Concert hommage à Angélique Pourreyron par son Ensemble El Sol
En cet après-midi, le Festival Bach en Combrailles qui invite depuis 23 ans à explorer l’œuvre de Jean-Sébastien Bach et les Combrailles, invite son public à un pèlerinage vers Saint-Bonnet de Miremont, charmante petite église perchée du XIIe siècle dont l’ascension se fait au prix d’une marche courageuse pour les plus téméraires, ou pour les plus malins par des navettes proposées depuis le centre de Miremont, au pied de la colline. Après la pensée émouvante faite en hommage à Rudolf Klemm, membre du Comité directeur de la Neue Bachgesellschaft (Nouvelle Société Bach) de Leipzig et proche ami du Festival, lors du concert d’ouverture la veille avec Le Banquet Céleste, le temps est aujourd’hui venu de se souvenir d’une autre musicienne récemment disparue. La jeune soprano Angélique Pourreyron était une enfant du pays, sensible et engagée, notamment auprès de l’association Marche en Cœur qui accompagne des personnes handicapées. En 2016, elle avait co-fondé en Auvergne, avec la claveciniste Chloé Sévère, un ensemble consacré à la musique baroque espagnole : El Sol.

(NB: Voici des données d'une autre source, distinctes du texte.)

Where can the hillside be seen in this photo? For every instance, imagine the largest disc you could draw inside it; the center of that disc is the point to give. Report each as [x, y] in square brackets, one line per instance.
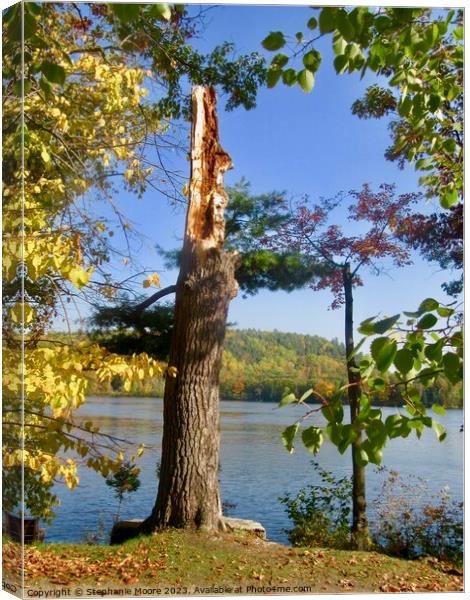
[264, 365]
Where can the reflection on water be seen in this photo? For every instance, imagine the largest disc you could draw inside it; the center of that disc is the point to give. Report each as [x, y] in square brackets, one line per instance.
[255, 467]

C’est justement le programme de leur premier et dernier enregistrement qui est aujourd’hui proposé. Bach en est peut-être absent, mais la pertinence baroque de cette programmation met en exergue les riches échanges culturels entre la France et l’Espagne, particulièrement à l’occasion du mariage de Louis XIII avec Anne d’Autriche, infante d’Espagne (qui amène nombre de courtisans espagnols à la cour de France, ou inversement lorsque Philippe V épouse la Princesse Marie-Louise-Gabrielle de Savoie). Ainsi, des compositeurs français tels Étienne Moulinié ou Gabriel Bataille composeront-ils des airs de cours en espagnol, tandis que des compositeurs espagnols comme Santiago de Murcia ou Gaspar Sanz, s’inspireront de la musique française pour leurs airs de cour. Pour le simplifier, le programme intitulé « Reinas » se compose de trois parties, d’abord sur le thème de la mer et du départ, puis de l’amour et de la passion, pour finir avec l’amour et sa souffrance. Si l’amour est donc sans aucun doute possible le fil conducteur du concert, c’est par la danse et le rythme qu’il s’exprime avec la plus grande énergie. Car, s’il commence par une mélodie Clarín de los mosqueteros del rey de Francia de Gaspar Sanz, qui semble être chantée à la harpe puis à la viole, l’ensemble El Sol lui donne rapidement une énergie qu’il ne perdra jamais.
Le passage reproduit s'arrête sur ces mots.